The size of the stroke highlight for cells.

Examples

data("panc8_sub")
srt_ref <- panc8_sub[, panc8_sub$tech != "fluidigmc1"]
srt_query <- panc8_sub[, panc8_sub$tech == "fluidigmc1"]
srt_ref <- Integration_SCP(srt_ref, batch = "tech", integration_method = "Seurat")
#> [2023-11-21 07:24:47.176055] Start Seurat_integrate
#> [2023-11-21 07:24:47.180005] Spliting srtMerge into srtList by column tech... ...
#> [2023-11-21 07:24:47.315537] Checking srtList... ...
#> Data 1/4 of the srtList is raw_normalized_counts. Perform NormalizeData(LogNormalize) on the data ...
#> Perform FindVariableFeatures on the data 1/4 of the srtList...
#> Data 2/4 of the srtList is raw_normalized_counts. Perform NormalizeData(LogNormalize) on the data ...
#> Perform FindVariableFeatures on the data 2/4 of the srtList...
#> Data 3/4 of the srtList is raw_counts. Perform NormalizeData(LogNormalize) on the data ...
#> Perform FindVariableFeatures on the data 3/4 of the srtList...
#> Data 4/4 of the srtList is raw_counts. Perform NormalizeData(LogNormalize) on the data ...
#> Perform FindVariableFeatures on the data 4/4 of the srtList...
#> Use the separate HVF from srtList...
#> Number of available HVF: 2000
#> [2023-11-21 07:24:49.025814] Finished checking.
#> [2023-11-21 07:24:49.511778] Perform FindIntegrationAnchors on the data...
#> [2023-11-21 07:24:59.793123] Perform integration(Seurat) on the data...
#> [2023-11-21 07:25:03.662117] Perform ScaleData on the data...
#> [2023-11-21 07:25:03.747993] Perform linear dimension reduction (pca) on the data...
#> Warning: The following arguments are not used: force.recalc
#> Warning: The following arguments are not used: force.recalc
#> [2023-11-21 07:25:04.452302] Perform FindClusters (louvain) on the data...
#> [2023-11-21 07:25:04.555132] Reorder clusters...
#> [2023-11-21 07:25:04.617582] Perform nonlinear dimension reduction (umap) on the data...

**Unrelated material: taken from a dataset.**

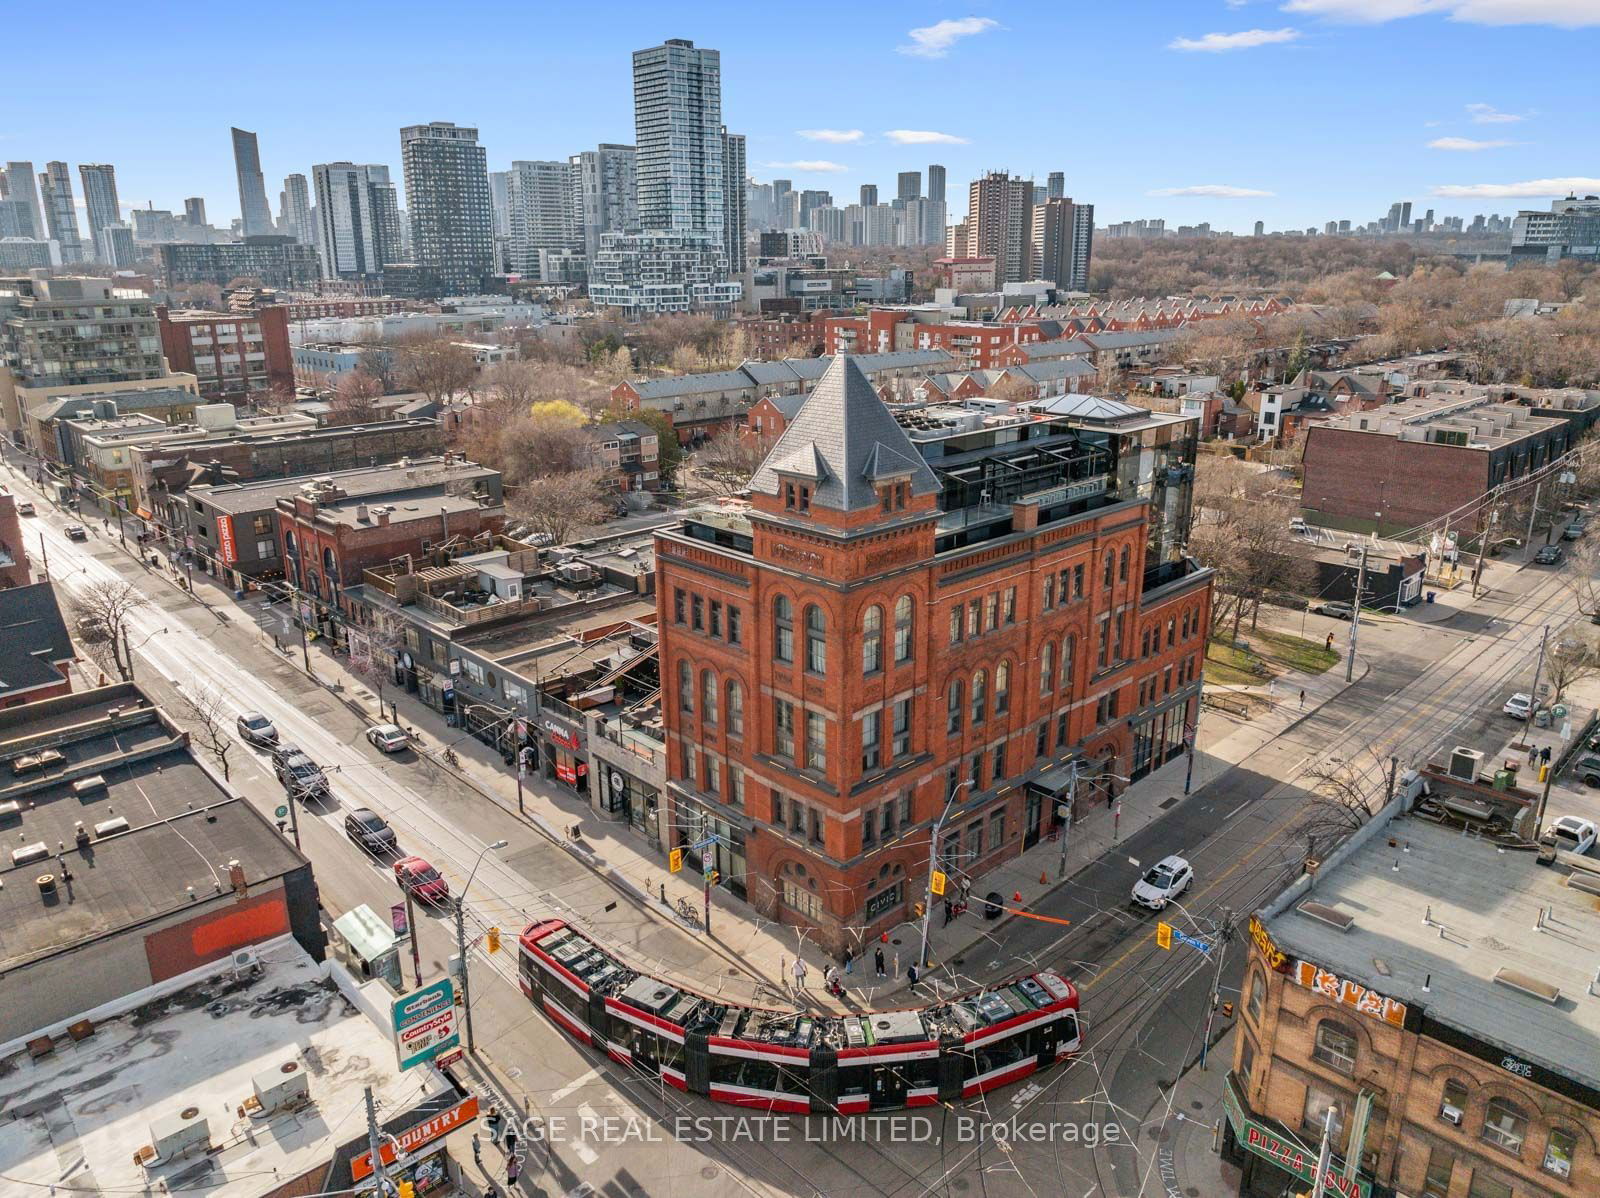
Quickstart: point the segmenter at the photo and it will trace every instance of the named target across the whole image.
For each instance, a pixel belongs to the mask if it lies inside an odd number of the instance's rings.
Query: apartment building
[[[202,312],[156,309],[167,366],[195,376],[208,400],[247,403],[294,387],[288,310]]]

#> Non-linear dimensionality reduction(umap) using Reduction(Seuratpca, dims:1-11) as input
#> Found more than one class "dist" in cache; using the first, from namespace 'BiocGenerics'
#> Also defined by ‘spam’
#> Found more than one class "dist" in cache; using the first, from namespace 'BiocGenerics'
#> Also defined by ‘spam’
#> Non-linear dimensionality reduction(umap) using Reduction(Seuratpca, dims:1-11) as input
#> Found more than one class "dist" in cache; using the first, from namespace 'BiocGenerics'
#> Also defined by ‘spam’
#> Found more than one class "dist" in cache; using the first, from namespace 'BiocGenerics'
#> Also defined by ‘spam’
#> [2023-11-21 07:25:12.135524] Seurat_integrate done
#> Elapsed time: 24.96 secs 
CellDimPlot(srt_ref, group.by = c("celltype", "tech"))


# Projection
srt_query <- RunKNNMap(srt_query = srt_query, srt_ref = srt_ref, ref_umap = "SeuratUMAP2D")
#> Use the features to calculate distance metric.

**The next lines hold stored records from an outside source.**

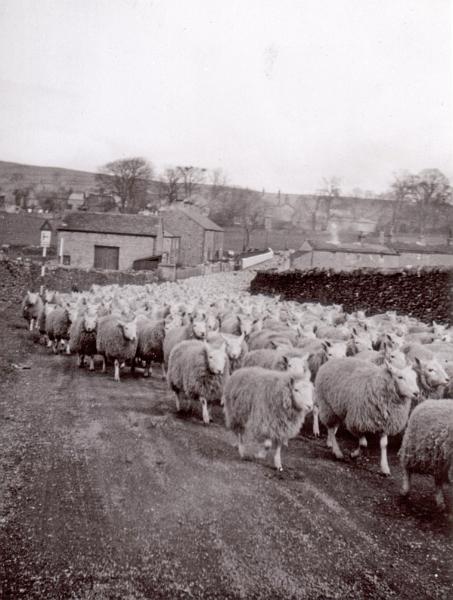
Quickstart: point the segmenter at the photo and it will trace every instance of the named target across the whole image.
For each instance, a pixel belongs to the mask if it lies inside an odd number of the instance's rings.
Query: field
[[[452,597],[451,526],[427,479],[400,499],[395,444],[385,479],[376,443],[335,462],[306,426],[278,474],[239,460],[220,409],[178,417],[158,369],[117,384],[17,307],[0,328],[2,599]]]

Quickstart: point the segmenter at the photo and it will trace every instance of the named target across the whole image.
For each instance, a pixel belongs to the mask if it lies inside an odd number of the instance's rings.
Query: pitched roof
[[[332,244],[331,242],[307,240],[313,250],[319,252],[347,252],[353,254],[389,254],[396,255],[398,252],[394,248],[383,246],[382,244]],[[301,250],[303,247],[301,248]]]
[[[200,227],[203,227],[203,229],[208,229],[209,231],[223,231],[223,229],[219,227],[217,223],[214,223],[214,221],[211,221],[211,219],[205,217],[193,208],[189,208],[188,206],[178,206],[177,210],[181,210],[189,218],[195,221],[195,223],[198,223]]]
[[[155,237],[159,223],[159,217],[144,215],[68,213],[58,230]]]
[[[28,213],[0,212],[0,244],[12,246],[39,246],[41,227],[48,217]],[[55,221],[49,221],[55,229]],[[52,245],[55,243],[52,236]]]

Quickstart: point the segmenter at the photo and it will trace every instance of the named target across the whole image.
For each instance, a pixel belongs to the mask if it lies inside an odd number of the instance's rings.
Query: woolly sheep
[[[210,333],[207,339],[209,342],[217,341],[217,343],[221,343],[222,340],[225,342],[231,373],[242,367],[244,357],[248,352],[244,333],[241,335],[233,335],[231,333]]]
[[[189,323],[182,327],[174,327],[168,330],[163,343],[165,368],[168,366],[170,352],[173,350],[176,344],[186,340],[204,340],[206,339],[206,334],[207,331],[205,321],[193,321],[193,323]]]
[[[422,344],[407,344],[401,349],[409,364],[417,372],[418,386],[424,398],[430,397],[439,388],[450,382],[445,369],[434,354]]]
[[[143,377],[151,374],[151,363],[162,364],[164,361],[163,343],[165,338],[165,321],[150,321],[140,318],[137,321],[137,354],[136,358],[144,361]]]
[[[264,457],[275,445],[274,466],[282,470],[281,448],[295,437],[313,408],[313,384],[304,376],[247,367],[235,371],[223,394],[225,424],[238,437],[241,458],[244,442],[263,444]]]
[[[113,360],[114,380],[120,380],[120,364],[133,361],[137,353],[137,321],[124,322],[118,317],[102,317],[98,321],[96,350],[102,356],[102,372],[106,371],[106,361]]]
[[[61,342],[69,339],[69,327],[71,320],[69,312],[62,306],[56,306],[46,317],[46,334],[49,342],[53,342],[52,350],[54,354],[58,352],[58,346]],[[69,354],[69,346],[66,347]]]
[[[203,423],[209,425],[208,404],[220,402],[229,364],[226,345],[199,340],[179,342],[171,351],[168,370],[168,387],[176,394],[176,410],[181,400],[199,400]]]
[[[379,433],[381,472],[390,475],[388,436],[404,429],[411,400],[418,392],[417,376],[410,366],[397,369],[386,363],[379,367],[356,358],[328,361],[318,371],[315,389],[319,417],[328,429],[328,447],[336,458],[343,458],[335,437],[341,423],[359,437],[353,458],[367,445],[366,433]]]
[[[308,353],[300,348],[282,347],[275,350],[264,348],[248,352],[244,357],[243,366],[304,375],[309,372],[308,357]]]
[[[231,333],[247,337],[252,333],[254,326],[259,323],[258,319],[253,319],[248,315],[228,315],[221,320],[220,331],[222,333]]]
[[[453,481],[453,400],[425,400],[414,409],[399,455],[402,494],[409,493],[413,473],[431,475],[437,505],[447,505],[444,486]]]
[[[37,326],[39,315],[43,310],[43,301],[38,293],[27,291],[22,301],[22,316],[28,321],[30,331]]]
[[[94,371],[96,354],[97,316],[86,313],[76,318],[69,328],[69,350],[77,354],[77,364],[84,366],[85,356],[90,359],[90,371]]]

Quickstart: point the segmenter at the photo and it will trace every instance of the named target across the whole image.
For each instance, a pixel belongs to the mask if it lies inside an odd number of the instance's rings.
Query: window
[[[63,254],[63,264],[64,265],[71,264],[71,256],[69,254]]]

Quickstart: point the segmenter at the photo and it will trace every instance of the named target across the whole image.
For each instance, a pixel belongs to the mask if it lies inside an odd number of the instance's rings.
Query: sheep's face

#> Detected srt_query data type: raw_normalized_counts
#> Detected srt_ref data type: log_normalized_counts
#> Warning: Data type is unknown or different between srt_query and srt_ref.

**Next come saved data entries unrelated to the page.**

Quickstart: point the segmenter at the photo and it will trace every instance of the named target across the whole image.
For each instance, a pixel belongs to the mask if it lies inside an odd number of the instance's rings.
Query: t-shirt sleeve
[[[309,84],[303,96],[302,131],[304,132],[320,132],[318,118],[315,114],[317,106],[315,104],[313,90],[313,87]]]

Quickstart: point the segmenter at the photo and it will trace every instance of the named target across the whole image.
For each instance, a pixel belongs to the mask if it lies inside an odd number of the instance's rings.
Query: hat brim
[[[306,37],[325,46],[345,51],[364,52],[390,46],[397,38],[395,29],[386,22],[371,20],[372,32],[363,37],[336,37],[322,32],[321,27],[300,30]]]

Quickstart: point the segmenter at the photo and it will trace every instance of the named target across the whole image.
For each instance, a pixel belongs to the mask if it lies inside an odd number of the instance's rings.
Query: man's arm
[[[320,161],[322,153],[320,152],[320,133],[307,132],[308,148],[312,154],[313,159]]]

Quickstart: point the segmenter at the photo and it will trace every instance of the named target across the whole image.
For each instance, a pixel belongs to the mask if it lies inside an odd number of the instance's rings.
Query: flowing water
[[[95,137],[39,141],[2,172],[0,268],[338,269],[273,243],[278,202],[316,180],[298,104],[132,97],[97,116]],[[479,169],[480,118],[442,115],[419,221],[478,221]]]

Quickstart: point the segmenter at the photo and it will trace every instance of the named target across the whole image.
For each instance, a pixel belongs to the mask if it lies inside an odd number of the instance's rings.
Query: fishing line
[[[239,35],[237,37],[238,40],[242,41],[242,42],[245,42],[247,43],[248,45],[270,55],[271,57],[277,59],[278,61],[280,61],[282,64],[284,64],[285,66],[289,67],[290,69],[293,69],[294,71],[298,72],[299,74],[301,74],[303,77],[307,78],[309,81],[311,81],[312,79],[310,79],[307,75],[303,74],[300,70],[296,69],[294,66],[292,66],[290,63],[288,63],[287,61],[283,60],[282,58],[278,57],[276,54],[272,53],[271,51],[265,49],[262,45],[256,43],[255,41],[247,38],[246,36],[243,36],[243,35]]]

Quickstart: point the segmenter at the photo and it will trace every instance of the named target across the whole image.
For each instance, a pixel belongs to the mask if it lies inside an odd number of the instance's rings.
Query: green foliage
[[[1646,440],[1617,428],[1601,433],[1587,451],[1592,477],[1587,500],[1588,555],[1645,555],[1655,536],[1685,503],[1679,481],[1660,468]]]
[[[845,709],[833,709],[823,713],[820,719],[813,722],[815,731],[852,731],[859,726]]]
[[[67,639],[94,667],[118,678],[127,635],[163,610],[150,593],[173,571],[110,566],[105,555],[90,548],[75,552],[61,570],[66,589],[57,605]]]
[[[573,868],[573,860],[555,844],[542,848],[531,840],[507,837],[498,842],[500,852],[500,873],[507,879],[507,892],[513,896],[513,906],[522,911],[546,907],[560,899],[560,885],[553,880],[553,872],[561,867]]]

#> Use 648 features to calculate distance.
#> Use 'raw' method to find neighbors.
#> Running UMAP projection
#> 07:25:13 Read 200 rows
#> 07:25:13 Processing block 1 of 1
#> 07:25:13 Commencing smooth kNN distance calibration using 2 threads
#>  with target n_neighbors = 30
#> 07:25:13 Initializing by weighted average of neighbor coordinates using 2 threads
#> 07:25:13 Commencing optimization for 200 epochs, with 6000 positive edges
#> 07:25:13 Finished
ProjectionPlot(srt_query = srt_query, srt_ref = srt_ref, query_group = "celltype", ref_group = "celltype")
#> Scale for x is already present.
#> Adding another scale for x, which will replace the existing scale.
#> Scale for y is already present.
#> Adding another scale for y, which will replace the existing scale.